Kamis, 11 de junho de 2026 – 14h04 WIB
Jacarta, VIVA – Di tengah meningkatnya kesadaran massarakat terhadap pentingnya perlindungan kesehatan, kepemilikan asuransi kini menjadi bagian wajib dari fondasi keuangan individual maupun keluaga. Kartu asuransi bahkan sem dinheiro sering dianggap sebagai “penyelamat” ketika harus menjalani pengobatan ou perawatan di rumah sakit. Namun, di balik rasa aman tersebut, muncul persoalan lain yang perlahan mulai menjadi perhatian, yakni overutilisasi medis.
Terungkap! Sayur Ini Bisa Bantu Jaga Kesehatan Prostat Pria
Banyak massarakat masih menganggap penggunaan asuransi kesehatan secara maximal é hal yang menguntungkan. Não há tempo suficiente para que você possa fazer isso sem parar ou fazer o que for necessário, para que você possa fazer isso sem parar. Padahal, tindakan medis yang tidak diperlukan justru dapat meningkatkan risiko biaya kesehatan secara colektif, memicu pemeriksaan berlebihan, hingga mendorong penggunaan layanan medis yang sebenarnya belum tentu dibutuhkan pasien.
Secara sederhana, overutilisasi adalah penggunaan layanan kesehatan yang berlebihan ou sebenarnya não diperlukan. Praktik this bisa berupa pemeriksaan Laboratory yang terlalu sering, pemberian Obat ou suplemen tanpa indikasi kuat, rezdrowiesi rawat inap untuk kondisi yang sebetulnya masih bisa ditangani secara rawat jalan ataupun pengobatan rawat jalan usei operasi seperti fisioterapi.
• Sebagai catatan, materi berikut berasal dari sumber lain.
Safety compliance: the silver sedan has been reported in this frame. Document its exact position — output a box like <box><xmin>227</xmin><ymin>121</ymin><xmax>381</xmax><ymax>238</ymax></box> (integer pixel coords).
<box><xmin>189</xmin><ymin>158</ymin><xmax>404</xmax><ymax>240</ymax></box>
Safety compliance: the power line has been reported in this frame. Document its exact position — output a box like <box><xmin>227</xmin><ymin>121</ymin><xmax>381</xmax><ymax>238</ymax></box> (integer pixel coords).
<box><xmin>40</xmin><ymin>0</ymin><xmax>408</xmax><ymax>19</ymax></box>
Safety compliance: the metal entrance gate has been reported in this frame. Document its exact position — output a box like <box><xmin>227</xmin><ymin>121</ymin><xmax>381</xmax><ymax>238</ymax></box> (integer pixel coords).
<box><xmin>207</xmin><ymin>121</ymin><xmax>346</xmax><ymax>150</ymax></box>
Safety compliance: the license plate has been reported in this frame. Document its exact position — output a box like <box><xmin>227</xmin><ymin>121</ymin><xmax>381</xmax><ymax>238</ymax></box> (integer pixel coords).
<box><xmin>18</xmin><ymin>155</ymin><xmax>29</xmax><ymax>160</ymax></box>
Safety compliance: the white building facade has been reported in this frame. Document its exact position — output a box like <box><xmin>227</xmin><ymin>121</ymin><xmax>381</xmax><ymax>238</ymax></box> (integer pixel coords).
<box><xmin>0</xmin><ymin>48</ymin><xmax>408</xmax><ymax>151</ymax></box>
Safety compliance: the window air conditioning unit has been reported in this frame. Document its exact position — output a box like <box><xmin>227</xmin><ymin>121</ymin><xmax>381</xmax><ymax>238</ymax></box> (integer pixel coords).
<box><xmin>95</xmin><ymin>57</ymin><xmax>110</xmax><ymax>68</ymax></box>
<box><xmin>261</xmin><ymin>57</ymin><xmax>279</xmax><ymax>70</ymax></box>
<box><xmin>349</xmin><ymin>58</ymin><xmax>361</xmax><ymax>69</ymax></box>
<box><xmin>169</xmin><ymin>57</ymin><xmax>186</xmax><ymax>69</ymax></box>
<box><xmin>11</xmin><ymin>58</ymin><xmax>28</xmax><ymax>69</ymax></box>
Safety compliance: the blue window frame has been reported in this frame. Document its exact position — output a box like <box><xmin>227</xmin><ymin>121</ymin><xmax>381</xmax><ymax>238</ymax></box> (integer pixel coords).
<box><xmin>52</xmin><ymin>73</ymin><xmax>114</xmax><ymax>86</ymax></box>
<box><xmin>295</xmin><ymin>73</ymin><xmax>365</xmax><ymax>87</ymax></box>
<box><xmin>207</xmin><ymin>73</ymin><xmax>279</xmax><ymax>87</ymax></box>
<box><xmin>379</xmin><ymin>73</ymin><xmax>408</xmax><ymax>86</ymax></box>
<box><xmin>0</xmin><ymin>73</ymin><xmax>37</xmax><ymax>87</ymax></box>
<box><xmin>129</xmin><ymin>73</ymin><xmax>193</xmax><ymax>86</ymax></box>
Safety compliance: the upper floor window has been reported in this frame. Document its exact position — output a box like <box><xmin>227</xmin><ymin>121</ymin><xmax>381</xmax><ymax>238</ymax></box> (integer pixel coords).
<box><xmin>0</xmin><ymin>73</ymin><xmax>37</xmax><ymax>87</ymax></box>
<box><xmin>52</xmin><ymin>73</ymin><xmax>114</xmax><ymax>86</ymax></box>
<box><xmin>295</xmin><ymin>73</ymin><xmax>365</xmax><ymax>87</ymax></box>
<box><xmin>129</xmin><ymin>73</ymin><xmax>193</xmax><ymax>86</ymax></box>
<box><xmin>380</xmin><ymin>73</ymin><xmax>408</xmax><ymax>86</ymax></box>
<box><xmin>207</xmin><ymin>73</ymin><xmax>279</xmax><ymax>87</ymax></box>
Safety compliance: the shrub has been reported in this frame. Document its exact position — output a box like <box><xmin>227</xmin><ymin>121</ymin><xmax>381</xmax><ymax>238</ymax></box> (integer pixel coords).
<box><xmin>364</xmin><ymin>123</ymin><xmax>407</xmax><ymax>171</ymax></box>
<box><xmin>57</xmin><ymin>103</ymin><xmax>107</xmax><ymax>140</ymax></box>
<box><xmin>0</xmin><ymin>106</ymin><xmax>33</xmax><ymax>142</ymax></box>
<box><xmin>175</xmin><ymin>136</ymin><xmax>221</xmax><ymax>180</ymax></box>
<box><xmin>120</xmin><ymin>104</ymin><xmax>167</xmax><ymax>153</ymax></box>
Benarkah Sering Stress hingga Migrain Pertanda Gejala Tumor Otak? Veja o fato aqui!
Os fenômenos não são importantes para a indústria, mas também para a indústria dominó asuransi kesehatan e massarakat luas. Ketika biaya klaim terus meningkat, perusahaan asuransi biasanya akan melakukan penyesuaian premi demi menjaga keberlanjutan layanan. Akibatnya, kenaikan biaya akhirnya dirasakan secara colektif, termasuk oleh nasabah yang jarang menggunakan fasilitas kesehatan.
Guru Besar Fakultas Kesehatan Masyarakat Universitas Indonesia, Prof.
Ketumbar Disebut Bisa Obati Kista Pria, Benarkah ou Hanya Mitos?
“Overutilisasi ibarat kebanyakan makannya, kira-kira begitu. Yang ngga perlu dimakan, dimakan juga. Namun, hal ini juga karena banyak pasien yang bingung memilih perawatan yang tepat sesuai kebutuhan,” ujar Prof.
Ketika “Mumpung Ditanggung” Menjadi Masalah
Di banyak negara, termasuk Indonésia, terdapat fenômenos yang dikenal sebagai risco moral ou pola pikir “mumpung ditanggung asuransi”. Este serviço membuat sebagian pasien cenderung menggunakan layanan kesehatan mais sering karena merasa tidak perlu mengeluarkan biaya pribadi.
Halaman Selanjutnya
Padahal, em jangka panjang, pola pikir tersebut dapat menciptakan efek domino yang berdampak pada seluruh pengguna asuransi. Semakin tinggi jumlah klaim e dan tindakan medis yang tidak perlu, semakin besar pula tekanan biaya yang harus ditanggung perusahaan asuransi maupun sistema kesehatan secara keseluruhan.